Ruble dives, stocks sink as West tightens Russia sanctions
The ruble plunged to a record low of less than 1 U.S. cent and most global stock markets declined Monday after Western nations moved to block some Russian banks from a global payments system.
Russia’s invasion of Ukraine has caused markets to swing wildly, given the potential impact on inflation, energy supplies and other economic repercussions.
Putin’s order that Russian nuclear weapons stand at increased readiness to launch ratcheted up tensions with Europe and the United States and revived dormant fears from the Cold War era.
The Russian central bank raised its key rate to 20% from 9.5% in a desperate attempt to shore up the plummeting ruble and prevent a run on banks. That brought a temporary reprieve for the Russian currency, which bounced back to the level it was at last week, but only briefly.

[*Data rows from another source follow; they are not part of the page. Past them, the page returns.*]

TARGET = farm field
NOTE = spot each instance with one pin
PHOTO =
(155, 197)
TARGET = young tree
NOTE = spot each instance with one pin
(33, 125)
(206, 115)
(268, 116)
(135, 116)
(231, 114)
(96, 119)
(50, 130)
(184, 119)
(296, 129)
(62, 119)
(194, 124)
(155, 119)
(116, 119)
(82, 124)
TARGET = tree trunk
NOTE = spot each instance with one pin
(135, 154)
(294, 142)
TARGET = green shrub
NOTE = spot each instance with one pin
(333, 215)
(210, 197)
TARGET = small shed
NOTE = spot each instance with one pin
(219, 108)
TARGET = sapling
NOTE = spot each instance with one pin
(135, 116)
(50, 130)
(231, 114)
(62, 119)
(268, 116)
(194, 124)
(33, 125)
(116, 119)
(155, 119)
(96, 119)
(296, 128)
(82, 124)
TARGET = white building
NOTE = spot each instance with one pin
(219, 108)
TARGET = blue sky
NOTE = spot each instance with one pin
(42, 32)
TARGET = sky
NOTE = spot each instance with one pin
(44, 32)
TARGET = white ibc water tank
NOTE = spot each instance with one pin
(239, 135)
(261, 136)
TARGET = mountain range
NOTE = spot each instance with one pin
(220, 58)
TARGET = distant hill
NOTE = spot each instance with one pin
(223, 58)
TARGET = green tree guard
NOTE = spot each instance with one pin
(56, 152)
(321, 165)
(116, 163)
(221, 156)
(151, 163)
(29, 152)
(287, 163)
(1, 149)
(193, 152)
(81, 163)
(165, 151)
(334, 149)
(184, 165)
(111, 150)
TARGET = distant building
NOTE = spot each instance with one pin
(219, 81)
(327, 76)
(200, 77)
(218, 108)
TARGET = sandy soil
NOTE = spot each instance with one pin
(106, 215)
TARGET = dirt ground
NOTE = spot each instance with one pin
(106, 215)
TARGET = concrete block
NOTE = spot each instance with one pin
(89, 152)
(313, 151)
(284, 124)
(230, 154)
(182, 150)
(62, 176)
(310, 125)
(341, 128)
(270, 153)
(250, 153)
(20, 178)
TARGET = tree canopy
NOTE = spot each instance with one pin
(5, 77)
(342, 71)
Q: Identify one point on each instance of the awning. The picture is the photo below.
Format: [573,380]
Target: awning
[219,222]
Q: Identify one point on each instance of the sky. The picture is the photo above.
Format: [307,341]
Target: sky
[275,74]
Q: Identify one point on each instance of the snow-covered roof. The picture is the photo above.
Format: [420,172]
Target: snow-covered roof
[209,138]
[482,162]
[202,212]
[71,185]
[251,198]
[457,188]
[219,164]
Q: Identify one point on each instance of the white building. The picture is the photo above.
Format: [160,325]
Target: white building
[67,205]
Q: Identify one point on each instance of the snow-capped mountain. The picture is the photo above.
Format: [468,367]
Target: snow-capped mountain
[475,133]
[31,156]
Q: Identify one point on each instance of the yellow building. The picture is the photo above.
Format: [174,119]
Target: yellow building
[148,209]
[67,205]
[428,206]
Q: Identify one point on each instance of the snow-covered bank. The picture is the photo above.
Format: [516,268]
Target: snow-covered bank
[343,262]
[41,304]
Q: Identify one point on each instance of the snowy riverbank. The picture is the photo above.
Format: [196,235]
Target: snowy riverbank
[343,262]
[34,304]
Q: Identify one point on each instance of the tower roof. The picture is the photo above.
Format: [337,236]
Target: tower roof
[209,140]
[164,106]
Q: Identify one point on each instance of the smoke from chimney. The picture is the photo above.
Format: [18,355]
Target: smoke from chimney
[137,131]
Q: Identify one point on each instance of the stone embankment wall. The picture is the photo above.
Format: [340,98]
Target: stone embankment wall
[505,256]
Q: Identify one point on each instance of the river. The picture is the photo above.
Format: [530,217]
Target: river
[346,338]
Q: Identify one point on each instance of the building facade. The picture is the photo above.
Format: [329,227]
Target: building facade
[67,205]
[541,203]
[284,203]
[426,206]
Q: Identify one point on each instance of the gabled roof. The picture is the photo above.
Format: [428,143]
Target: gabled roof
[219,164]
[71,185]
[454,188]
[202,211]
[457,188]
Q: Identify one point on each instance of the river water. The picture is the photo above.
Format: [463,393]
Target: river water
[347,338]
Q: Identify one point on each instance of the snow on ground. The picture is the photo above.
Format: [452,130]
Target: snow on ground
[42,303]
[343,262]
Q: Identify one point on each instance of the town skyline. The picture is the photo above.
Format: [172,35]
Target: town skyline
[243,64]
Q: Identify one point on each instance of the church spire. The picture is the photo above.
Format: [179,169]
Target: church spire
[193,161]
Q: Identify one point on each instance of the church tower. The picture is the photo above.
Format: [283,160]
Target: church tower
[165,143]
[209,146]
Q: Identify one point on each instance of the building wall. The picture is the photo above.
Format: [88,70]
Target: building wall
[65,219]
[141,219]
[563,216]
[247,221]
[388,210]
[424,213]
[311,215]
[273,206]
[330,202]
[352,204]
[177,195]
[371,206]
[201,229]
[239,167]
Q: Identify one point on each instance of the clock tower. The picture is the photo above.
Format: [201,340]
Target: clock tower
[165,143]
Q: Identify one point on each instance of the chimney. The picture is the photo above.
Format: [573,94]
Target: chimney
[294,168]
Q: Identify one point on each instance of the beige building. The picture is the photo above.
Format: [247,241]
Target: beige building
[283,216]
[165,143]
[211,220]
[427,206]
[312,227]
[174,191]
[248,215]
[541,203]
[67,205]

The ruble has plunged more than 30% after the move to block Russian banks from the SWIFT payments system. The sanctions include restrictions meant to crimp the Russian central bank’s access to over $600 billion in reserves and hinder its ability to support the ruble.
A weaker ruble is expected to cause inflation to surge, potentially angering Russians whose budgets will be stretched by soaring prices. It will also add to strains across Russia’s financial systems.
Germany’s DAX fell 2.1% to 14,263.95 and the CAC 40 in Paris lost 2.3% to 6,595.83. Britain’s FTSE 100 shed 1.7% to 7,365.29.
In New York, the future for the S&P; 500 was 1.6% lower and that for the Dow industrials declined 1.3%.
On Friday, the S&P; 500 climbed 2.2%, notching its first weekly gain in three weeks. The Dow Jones Industrial Average rose 2.5% and the Nasdaq composite gained 1.6%. The Russell 2000 index rose 2.3%.
The end of the month usually brings a raft of economic data, but for now the conflict is eclipsing other issues.
“It’s all about the Russia-Ukraine situation and evolutions in that situation will drive market sentiment and direction,” Jeffrey Halley of Oanda said in a commentary.
“President Putin will now have to accept that the ‘Western’ powers are prepared to accept quite a bit of economic pain now to punish Russia,” he said.
Markets in Asia appeared to take the latest developments more calmly.
Japan’s Nikkei 225 index recovered from earlier losses to edge 0.2% higher to 26,526.82. The Hang Seng in Hong Kong lost 0.2% to 22,713.02. The Shanghai Composite index gained 0.3% to 3,462.31. The Kospi in Seoul climbed 0.8% to 2,699.18, while in Sydney the S&P;/ASX 200 gained 0.7% to 7,049.10.
Although Asia is unlikely to suffer direct damage from the war in Ukraine, higher energy prices are an unwelcome burden for oil-importing nations like Japan, especially while they are still struggling to recover from the pandemic.
Underscoring deepening rifts due to the conflict, BP said Sunday it was exiting its 19.75% share in Rosneft, a state-controlled Russian oil and gas company, which it has held since 2013. That stake is currently valued at $14 billion.
Oil prices surged Monday, with U.S. benchmark crude up $4.33, or 4.7%, at $95.92 per barrel in electronic trading on the New York Mercantile Exchange. It lost $1.22 to 91.59 per barrel on Friday.
Brent crude gained $4.20 to $98.32 per barrel, up 4.5% and approaching the $100 per barrel level it breached last week.
The Ukraine conflict has heaped uncertainty atop other worries over interest rates and inflation.
The U.S. Federal Reserve has suggested it will raise short-term interest rates next month by double its usual increase, the first rate increase since 2018. Higher U.S. rates tend to put downward pressure on all kinds of investments, and can have global repercussions.
In currency trading, the U.S. dollar inched down to 115.61 Japanese yen from 115.77 yen. The euro rose to $1.1165 from $1.1157.